I gave up my sleep. I can't count the number of nights where I had little to no sleep. Either I was awake from restless leg syndrome when pregnant, or endless contractions from prodomal labor, or I was awake with a feverish or puking child. Nights where I paced with a colicky baby. Nights where I gave a feverish child a lukewarm bath, and sometimes I would have to get in the bath to hold said child. Nights where I was on edge, as I watched the fever creep higher and higher into danger zones.
What a selfish thing to do- to give up my sleep like that.
I gave up my time. No longer was I on my own schedule. In fact, for years I have rotated my life around nursing schedules, and sleeping schedules, and eating schedules. I could no longer just leave the house when I wanted. I had to factor in the time it would take to get three littles ready, dressed, fed, and changed before leaving the house. No longer would I be able to grab a coffee whenever I wanted, or call a friend on the phone. My time was not my own. Every single minute of every single day was invested into tiny humans. I had to be five different places at ten different times. I had to fulfill each need- emotional, physically, and developmentally- of little people who have souls, and minds, and heart, and emotions.
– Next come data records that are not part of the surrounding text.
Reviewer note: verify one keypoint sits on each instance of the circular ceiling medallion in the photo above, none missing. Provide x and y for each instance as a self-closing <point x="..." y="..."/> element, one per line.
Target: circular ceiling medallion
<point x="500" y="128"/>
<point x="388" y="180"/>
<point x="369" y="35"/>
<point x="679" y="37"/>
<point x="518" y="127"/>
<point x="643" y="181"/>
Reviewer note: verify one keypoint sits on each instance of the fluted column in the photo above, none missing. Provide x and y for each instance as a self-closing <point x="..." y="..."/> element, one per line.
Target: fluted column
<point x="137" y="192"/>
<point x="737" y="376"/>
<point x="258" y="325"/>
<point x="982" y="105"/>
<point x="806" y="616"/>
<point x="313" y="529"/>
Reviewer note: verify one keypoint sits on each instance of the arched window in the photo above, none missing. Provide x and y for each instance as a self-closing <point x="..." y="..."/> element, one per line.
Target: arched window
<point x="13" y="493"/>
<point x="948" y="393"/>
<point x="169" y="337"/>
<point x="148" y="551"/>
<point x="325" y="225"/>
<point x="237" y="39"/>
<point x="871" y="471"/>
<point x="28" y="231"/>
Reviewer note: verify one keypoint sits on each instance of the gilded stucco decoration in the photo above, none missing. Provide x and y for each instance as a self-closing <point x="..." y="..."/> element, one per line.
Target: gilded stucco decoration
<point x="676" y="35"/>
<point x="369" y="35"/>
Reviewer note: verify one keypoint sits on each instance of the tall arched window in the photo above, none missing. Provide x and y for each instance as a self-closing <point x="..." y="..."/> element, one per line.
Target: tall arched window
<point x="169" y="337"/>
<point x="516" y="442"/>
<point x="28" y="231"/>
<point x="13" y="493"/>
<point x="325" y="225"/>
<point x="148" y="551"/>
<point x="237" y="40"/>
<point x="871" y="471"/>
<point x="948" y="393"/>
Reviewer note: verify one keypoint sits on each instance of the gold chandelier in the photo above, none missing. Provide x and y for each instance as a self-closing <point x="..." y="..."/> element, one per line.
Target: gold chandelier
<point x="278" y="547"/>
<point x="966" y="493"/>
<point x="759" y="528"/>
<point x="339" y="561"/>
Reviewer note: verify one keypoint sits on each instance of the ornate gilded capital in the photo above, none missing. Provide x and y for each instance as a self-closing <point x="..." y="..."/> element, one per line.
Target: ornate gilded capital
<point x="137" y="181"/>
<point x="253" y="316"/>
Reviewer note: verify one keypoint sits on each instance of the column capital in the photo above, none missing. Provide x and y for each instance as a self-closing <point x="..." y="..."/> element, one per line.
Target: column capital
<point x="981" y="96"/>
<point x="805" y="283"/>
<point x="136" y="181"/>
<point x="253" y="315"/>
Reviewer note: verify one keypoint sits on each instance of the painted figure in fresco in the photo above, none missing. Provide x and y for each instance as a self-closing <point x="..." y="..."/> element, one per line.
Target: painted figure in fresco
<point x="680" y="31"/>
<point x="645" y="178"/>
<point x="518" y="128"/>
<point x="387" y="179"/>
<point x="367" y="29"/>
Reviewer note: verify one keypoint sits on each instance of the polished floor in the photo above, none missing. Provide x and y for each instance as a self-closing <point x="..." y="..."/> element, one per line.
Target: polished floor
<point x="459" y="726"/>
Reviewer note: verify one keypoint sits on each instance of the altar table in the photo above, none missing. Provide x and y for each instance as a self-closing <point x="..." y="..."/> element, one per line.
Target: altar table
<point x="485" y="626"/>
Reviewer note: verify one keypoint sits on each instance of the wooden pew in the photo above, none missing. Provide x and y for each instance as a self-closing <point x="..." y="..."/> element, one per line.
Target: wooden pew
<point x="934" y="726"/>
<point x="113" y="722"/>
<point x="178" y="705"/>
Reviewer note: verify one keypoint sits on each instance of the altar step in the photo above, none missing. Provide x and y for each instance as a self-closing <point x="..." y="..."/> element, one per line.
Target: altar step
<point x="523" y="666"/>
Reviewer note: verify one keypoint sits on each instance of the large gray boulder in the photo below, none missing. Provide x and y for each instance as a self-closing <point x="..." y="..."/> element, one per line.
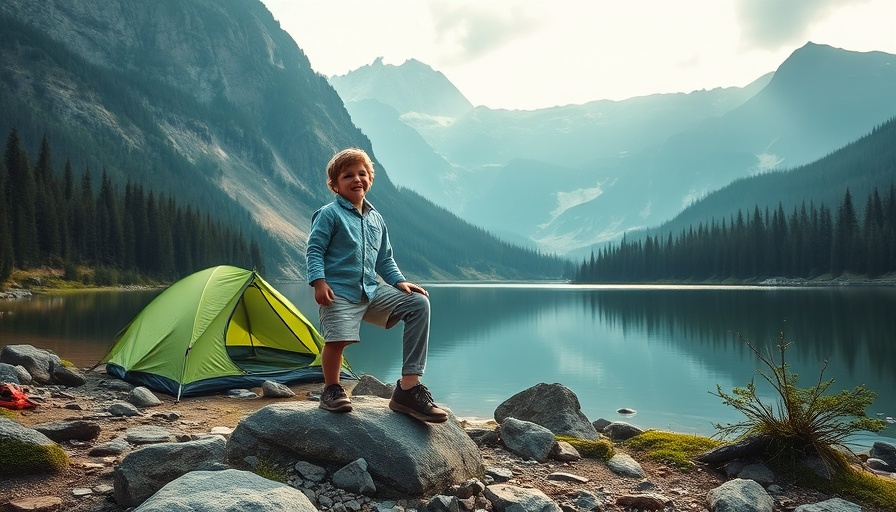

What a selfish thing to do- giving up my time.
I gave up my freedom. In every way imaginable. No longer could I travel the way I used to. Traveling was possible, but it got a whole lot harder. My life was not my own anymore. When I decided to bring a baby into the world, followed by another and another and another, I was adding on another 18 years (and beyond) where I was committing to raising that child for the Lord. I can't stop investing my love and attention and devotion and care into kid #6 just because I am tired and worn out. I take this job seriously. I am the best mom for my kids, and they won't raise themselves.
What a selfish thing to do- giving up my freedom.
I gave up sleeping in, fancy vacations, extra money, leisure time, expensive date nights with the husband, (Sometimes Subway is as fancy as it gets, folks!) lavish nights away, new furniture, name brand clothing, and nice things in exchange for a big family.
How selfish of me.
My husband burns the candle at both ends, and I teach 15 hours of piano a week just to bring in a little side income to support our large family. I also homeschool, run the home, and run a ladies' ministry as well. Literally every minute of every day is packed- not because I am bringing in thousands of dollars, but because I am raising a large family.
How incredibly selfish.
Despite all of that- all of the work, the toil, and the day to day struggle that sometimes comes from having a big family- I do reap a lot of rewards.
I get hugs all day long, from the best people on the planet.
I get sloppy kisses.
I get "I love you, Mom!"s said multiple times during the day.
I get cuddles.
I get laughs from the toddlers, and get to hear the cute things they say all day long.
I get handwritten notes, and pictures that are drawn just for me.
I get the joy of watching my adult kids serve the Lord with happiness.
I get to enjoy conversation with my older kids. Kids I consider my friends.
I get to bask, every evening, in the calm of just sitting in my loud, boisterous house, surrounded by the best things in the world- my husband and the incredible humans that we have made together.
I am literally living my dream.
So, if that is selfishness, I will take it.
Call me selfish, but I wouldn't trade this life for any other.